This reverts back to my New Year's preachy post about being your own advocate regarding your health, I am now adding health insurance to my rant! Nobody is going to come right out and tell you they owe you money, it is your responsibility to prevent them from taking advantage of you during difficult times where you may not be operating at 100%.

Wednesday, January 11, 2006

Today was okay, not as good as yesterday, but still good. I am trying to not take the Phenergan unless it is late in the day. I didn't take any at all yesterday and I think that is why I had so much energy and was able to eat. I had to take one about an hour ago b/c I started feeling really sick all of the sudden, it just takes the edge off and makes you so tired that you just go to bed and sleep through the sick feelings.

I know that alot of people are reading this blog and praying for us.
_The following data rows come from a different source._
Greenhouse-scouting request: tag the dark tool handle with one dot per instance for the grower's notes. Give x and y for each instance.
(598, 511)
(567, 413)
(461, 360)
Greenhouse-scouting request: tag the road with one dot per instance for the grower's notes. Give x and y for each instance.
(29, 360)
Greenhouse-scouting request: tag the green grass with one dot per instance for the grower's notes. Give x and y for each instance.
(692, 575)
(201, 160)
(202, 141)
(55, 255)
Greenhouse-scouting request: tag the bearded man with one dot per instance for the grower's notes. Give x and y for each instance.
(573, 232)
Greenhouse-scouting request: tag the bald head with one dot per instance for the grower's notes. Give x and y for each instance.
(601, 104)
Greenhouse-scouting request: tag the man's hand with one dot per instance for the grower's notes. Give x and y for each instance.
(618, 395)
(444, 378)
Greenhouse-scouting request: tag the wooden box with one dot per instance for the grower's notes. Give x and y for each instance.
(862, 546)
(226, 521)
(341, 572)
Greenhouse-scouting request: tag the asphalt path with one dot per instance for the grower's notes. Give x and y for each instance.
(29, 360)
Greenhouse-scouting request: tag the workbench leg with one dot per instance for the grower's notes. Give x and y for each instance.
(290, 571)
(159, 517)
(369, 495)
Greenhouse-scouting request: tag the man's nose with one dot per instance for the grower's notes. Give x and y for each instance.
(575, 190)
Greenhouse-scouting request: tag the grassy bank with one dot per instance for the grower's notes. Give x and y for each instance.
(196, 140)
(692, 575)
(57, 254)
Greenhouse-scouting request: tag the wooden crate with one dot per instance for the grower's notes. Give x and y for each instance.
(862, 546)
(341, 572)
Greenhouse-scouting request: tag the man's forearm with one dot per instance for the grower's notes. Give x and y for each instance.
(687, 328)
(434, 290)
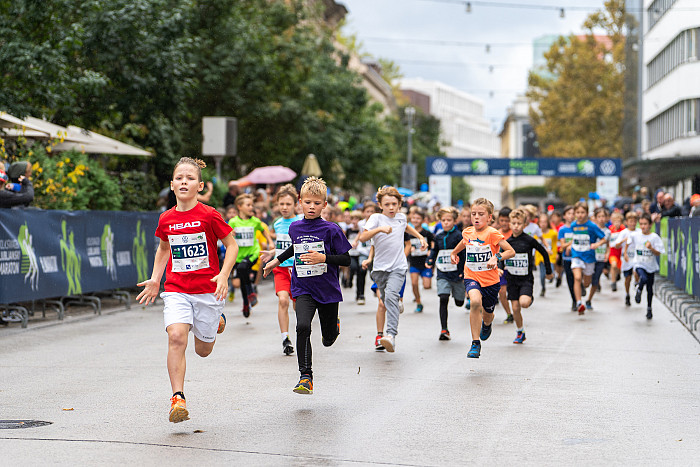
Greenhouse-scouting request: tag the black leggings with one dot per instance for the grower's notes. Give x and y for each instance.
(328, 316)
(243, 271)
(646, 279)
(444, 300)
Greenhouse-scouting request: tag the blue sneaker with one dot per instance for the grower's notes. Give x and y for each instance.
(485, 331)
(475, 351)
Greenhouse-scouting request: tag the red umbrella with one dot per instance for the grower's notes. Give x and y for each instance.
(270, 174)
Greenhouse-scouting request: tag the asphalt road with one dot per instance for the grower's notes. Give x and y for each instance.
(608, 387)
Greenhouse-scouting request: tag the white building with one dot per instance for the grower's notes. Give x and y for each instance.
(670, 136)
(465, 132)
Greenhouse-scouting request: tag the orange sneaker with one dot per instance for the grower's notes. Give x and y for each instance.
(178, 409)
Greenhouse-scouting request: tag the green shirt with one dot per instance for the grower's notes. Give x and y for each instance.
(244, 232)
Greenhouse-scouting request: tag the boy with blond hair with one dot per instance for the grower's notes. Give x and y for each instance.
(482, 243)
(319, 248)
(389, 267)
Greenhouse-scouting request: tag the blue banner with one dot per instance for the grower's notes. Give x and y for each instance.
(552, 167)
(47, 254)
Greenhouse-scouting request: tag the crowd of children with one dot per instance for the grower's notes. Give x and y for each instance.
(313, 250)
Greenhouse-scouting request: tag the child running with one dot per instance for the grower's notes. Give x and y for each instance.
(646, 245)
(286, 202)
(417, 257)
(389, 266)
(450, 277)
(319, 248)
(195, 288)
(587, 237)
(518, 270)
(481, 280)
(245, 225)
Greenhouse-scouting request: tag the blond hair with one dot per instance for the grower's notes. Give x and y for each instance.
(388, 191)
(519, 213)
(197, 163)
(484, 202)
(314, 186)
(287, 190)
(448, 211)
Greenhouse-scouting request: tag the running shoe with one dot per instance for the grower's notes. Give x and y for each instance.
(520, 338)
(388, 342)
(305, 385)
(178, 409)
(222, 324)
(581, 308)
(287, 347)
(485, 331)
(378, 345)
(475, 351)
(328, 343)
(638, 295)
(253, 299)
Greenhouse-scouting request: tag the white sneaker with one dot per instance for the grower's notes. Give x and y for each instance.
(389, 342)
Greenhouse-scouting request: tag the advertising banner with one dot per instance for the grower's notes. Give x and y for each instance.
(57, 253)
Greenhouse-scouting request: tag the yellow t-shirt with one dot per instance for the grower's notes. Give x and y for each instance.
(549, 240)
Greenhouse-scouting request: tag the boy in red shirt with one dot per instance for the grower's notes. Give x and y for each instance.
(482, 244)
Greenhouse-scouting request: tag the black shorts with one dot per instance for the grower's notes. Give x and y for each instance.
(517, 289)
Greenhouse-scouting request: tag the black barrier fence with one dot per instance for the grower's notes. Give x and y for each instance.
(681, 263)
(46, 254)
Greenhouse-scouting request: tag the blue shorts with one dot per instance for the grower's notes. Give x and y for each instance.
(425, 272)
(403, 287)
(489, 294)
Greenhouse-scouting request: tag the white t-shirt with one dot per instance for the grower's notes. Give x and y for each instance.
(388, 248)
(643, 257)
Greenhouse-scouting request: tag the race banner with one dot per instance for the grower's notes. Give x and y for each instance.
(45, 254)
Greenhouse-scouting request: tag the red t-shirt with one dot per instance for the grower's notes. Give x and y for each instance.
(192, 236)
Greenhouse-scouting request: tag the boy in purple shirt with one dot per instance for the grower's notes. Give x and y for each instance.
(319, 247)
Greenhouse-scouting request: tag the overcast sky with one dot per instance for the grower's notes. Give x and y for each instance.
(510, 32)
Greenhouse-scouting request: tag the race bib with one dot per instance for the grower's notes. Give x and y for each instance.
(444, 263)
(282, 242)
(478, 256)
(518, 265)
(415, 248)
(582, 242)
(308, 270)
(189, 252)
(245, 236)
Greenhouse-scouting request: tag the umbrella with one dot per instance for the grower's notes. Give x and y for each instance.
(270, 174)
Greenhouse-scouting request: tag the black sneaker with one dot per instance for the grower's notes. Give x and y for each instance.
(287, 347)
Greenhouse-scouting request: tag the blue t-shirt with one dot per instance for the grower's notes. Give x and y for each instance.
(566, 234)
(318, 280)
(584, 236)
(282, 239)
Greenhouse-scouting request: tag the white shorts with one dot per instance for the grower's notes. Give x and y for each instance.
(200, 311)
(578, 263)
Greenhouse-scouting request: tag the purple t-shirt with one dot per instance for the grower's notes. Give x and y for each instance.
(318, 280)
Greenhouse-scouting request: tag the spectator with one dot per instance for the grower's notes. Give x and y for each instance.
(21, 192)
(695, 205)
(657, 207)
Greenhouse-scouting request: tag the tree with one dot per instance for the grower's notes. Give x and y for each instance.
(579, 112)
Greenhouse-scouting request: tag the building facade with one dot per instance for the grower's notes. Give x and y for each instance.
(465, 131)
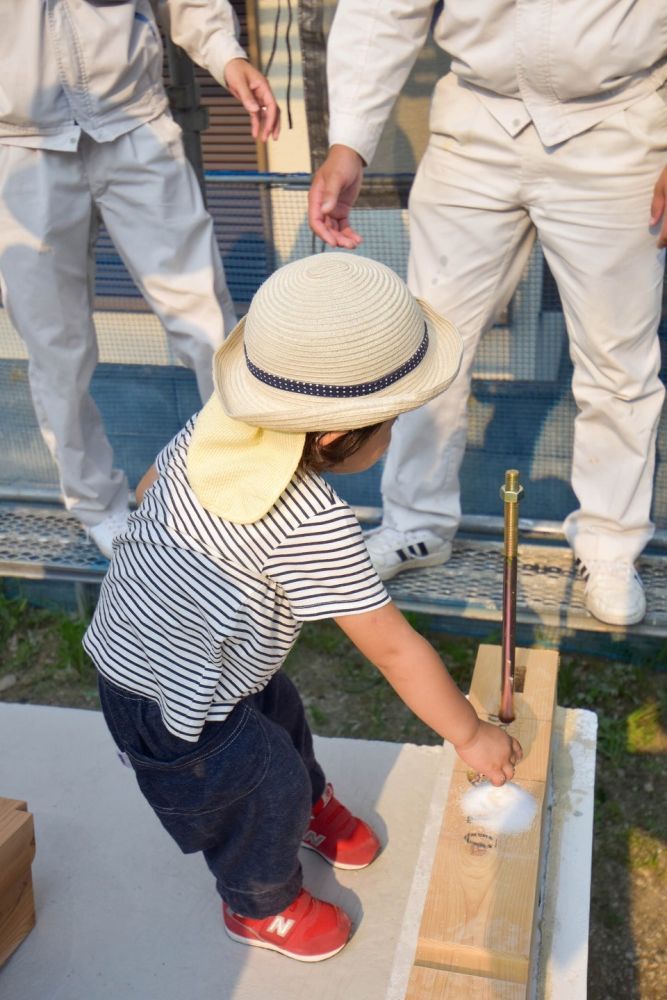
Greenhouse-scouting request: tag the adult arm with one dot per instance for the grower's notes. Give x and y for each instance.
(658, 206)
(417, 674)
(371, 49)
(207, 30)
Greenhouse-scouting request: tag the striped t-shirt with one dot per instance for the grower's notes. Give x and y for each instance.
(197, 613)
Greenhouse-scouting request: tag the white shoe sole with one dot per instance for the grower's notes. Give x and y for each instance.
(256, 943)
(339, 864)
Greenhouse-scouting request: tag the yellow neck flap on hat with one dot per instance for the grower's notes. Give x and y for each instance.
(237, 471)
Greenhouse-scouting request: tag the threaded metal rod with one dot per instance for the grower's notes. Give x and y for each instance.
(510, 494)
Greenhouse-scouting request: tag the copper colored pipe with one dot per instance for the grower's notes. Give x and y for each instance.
(510, 494)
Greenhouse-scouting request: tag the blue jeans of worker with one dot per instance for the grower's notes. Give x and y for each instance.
(241, 795)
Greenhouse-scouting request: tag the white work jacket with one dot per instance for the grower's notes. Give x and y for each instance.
(96, 66)
(565, 65)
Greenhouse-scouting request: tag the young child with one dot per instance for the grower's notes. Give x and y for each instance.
(238, 541)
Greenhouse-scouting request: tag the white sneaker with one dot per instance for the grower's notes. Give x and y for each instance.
(104, 533)
(614, 592)
(393, 551)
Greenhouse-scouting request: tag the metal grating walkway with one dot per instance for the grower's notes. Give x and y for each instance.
(45, 543)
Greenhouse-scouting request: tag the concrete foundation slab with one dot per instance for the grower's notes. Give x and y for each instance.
(123, 915)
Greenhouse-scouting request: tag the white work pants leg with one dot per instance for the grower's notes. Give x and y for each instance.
(475, 196)
(46, 225)
(593, 221)
(470, 240)
(151, 204)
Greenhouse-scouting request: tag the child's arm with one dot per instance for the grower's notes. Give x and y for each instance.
(417, 674)
(148, 478)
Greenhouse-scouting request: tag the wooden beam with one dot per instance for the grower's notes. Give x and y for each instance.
(479, 923)
(17, 850)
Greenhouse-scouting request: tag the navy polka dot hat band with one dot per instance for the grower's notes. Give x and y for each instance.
(334, 342)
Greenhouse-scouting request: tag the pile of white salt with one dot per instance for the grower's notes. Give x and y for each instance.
(506, 809)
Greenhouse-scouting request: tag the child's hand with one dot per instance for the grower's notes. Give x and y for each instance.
(491, 752)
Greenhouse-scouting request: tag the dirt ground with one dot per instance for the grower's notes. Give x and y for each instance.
(41, 661)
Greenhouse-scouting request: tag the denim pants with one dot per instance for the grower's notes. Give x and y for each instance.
(241, 795)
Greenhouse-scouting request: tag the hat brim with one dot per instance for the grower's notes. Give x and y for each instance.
(246, 398)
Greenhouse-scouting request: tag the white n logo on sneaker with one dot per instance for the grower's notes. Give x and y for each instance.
(310, 837)
(280, 926)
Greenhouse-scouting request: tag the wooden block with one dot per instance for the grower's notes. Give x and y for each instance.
(17, 850)
(433, 984)
(479, 918)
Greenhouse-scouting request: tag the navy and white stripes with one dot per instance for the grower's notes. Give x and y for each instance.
(197, 613)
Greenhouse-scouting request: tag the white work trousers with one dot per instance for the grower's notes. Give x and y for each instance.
(148, 197)
(478, 199)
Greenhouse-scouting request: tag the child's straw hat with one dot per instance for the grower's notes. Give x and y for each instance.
(332, 342)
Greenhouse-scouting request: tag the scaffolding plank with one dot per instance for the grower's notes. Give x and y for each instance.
(44, 542)
(481, 909)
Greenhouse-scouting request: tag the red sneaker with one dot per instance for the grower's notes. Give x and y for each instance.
(338, 836)
(309, 930)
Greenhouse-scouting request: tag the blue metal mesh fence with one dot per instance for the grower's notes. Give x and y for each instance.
(521, 408)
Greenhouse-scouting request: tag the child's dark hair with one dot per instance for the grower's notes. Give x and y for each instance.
(319, 457)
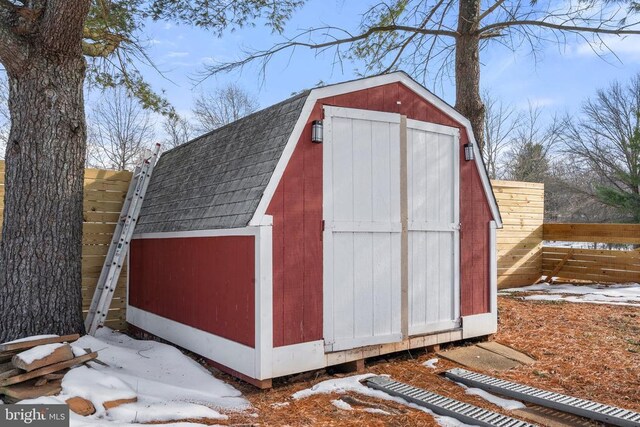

I cannot tell you how much that means to us, we get cards and phone calls and emails all the time, even from strangers that read my blog. All of your support has made this so much more manageable for Joel and I and we appreciate every bit of it. Joel and I are banking on my CAT next month showing the tumors are shrinking so that I will be a surgical candidate. All of our focus is on hopefully meeting the criteria for a liver resection, which is key in kicking this cancer's butt!! So please keep us on the prayer lists, I know it is helping b/c my liver pain has almost completely disappeared since I started the chemo.

Tuesday, January 10, 2006

I had a normal person day today. I didn't post immediately b/c I didn't want to jinx it. It seems like if I have one good day, then I pay for it the next day. I ate 2 meals today which is huge, well one of them was a happy meal and I managed to eat the whole thing. I think that is the first time a McDonald's happy meal truly was a "happy meal"!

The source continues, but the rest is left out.